Question

can anyone please help me with the proof of fundamental theorem of calculus. I would appreciate if you may attach a file

Answer 1

I will write here a proof of the First Fundamental Theorem of Calculus as seen in Spivak's Calculus.

Theorem: Let \(f\) be integrable on \([a,b]\), and define \(F\) on \([a,b]\) by \[
F(x)=\int_a^xf.
\]If \(f\) is continuous at \(c\) in \([a,b]\), then \(F\) is differentiable at \(c\), and \[
F'(c)=f(c).
\](If \(c=a\) or \(b\), then \(F'(c)\) is understood to mean the right- or left-hand derivative of \(F\).)

Proof: We will assume that \(c\) is in \((a,b)\); the easy modifications for \(c=a\) or \(b\) may be supplied by the reader.

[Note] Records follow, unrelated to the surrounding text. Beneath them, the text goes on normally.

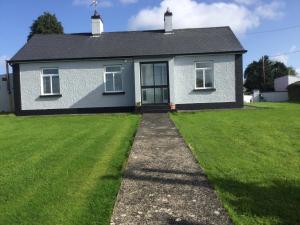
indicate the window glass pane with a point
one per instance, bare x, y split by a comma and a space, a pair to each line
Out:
199, 78
148, 96
113, 69
208, 78
55, 84
147, 74
118, 82
46, 85
160, 74
109, 82
158, 95
204, 65
50, 71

By definition, \[
F'(c)=\lim_{h\to0}\frac{F(c+h)-F(c)}{h}.
\]Suppose first that \(h>0\). Then\[
F(c+h)-F(c)=\int_c^{c+h}f.
\]Define \(m_h\) and \(M_h\) as follows:\[
m_h=\inf\{f(x):c\le x\le c+h\},\\
M_h=\sup\{f(x):c\le x\le c+h\}.
\]It follows from Theorem 13-7 (this theorem says that if \(m\le f(x)\le M\) for all \(x\) in \([a,b]\), then \(m(b-a)\le\int_a^bf\le M(b-a)\)) that\[
m_h\cdot h \le \int_c^{c+h}f\le M_h\cdot h.
\]Therefore\[
m_h\le\frac{F(c+h)-F(c)}{h}\le M_h.
\]If \(h<0\), only a few details of the argument have to be changed. Essentially, the \(c\) and \(c+h\) terms switch places and some negatives must be dealt with, but the proof follows the same pattern.

Answer 2

Thanx, I'm writing a maths exam tomorrow so I just needed some clarification on this

Answer 3

No worries. Did that all make sense? Any steps you need explained at all?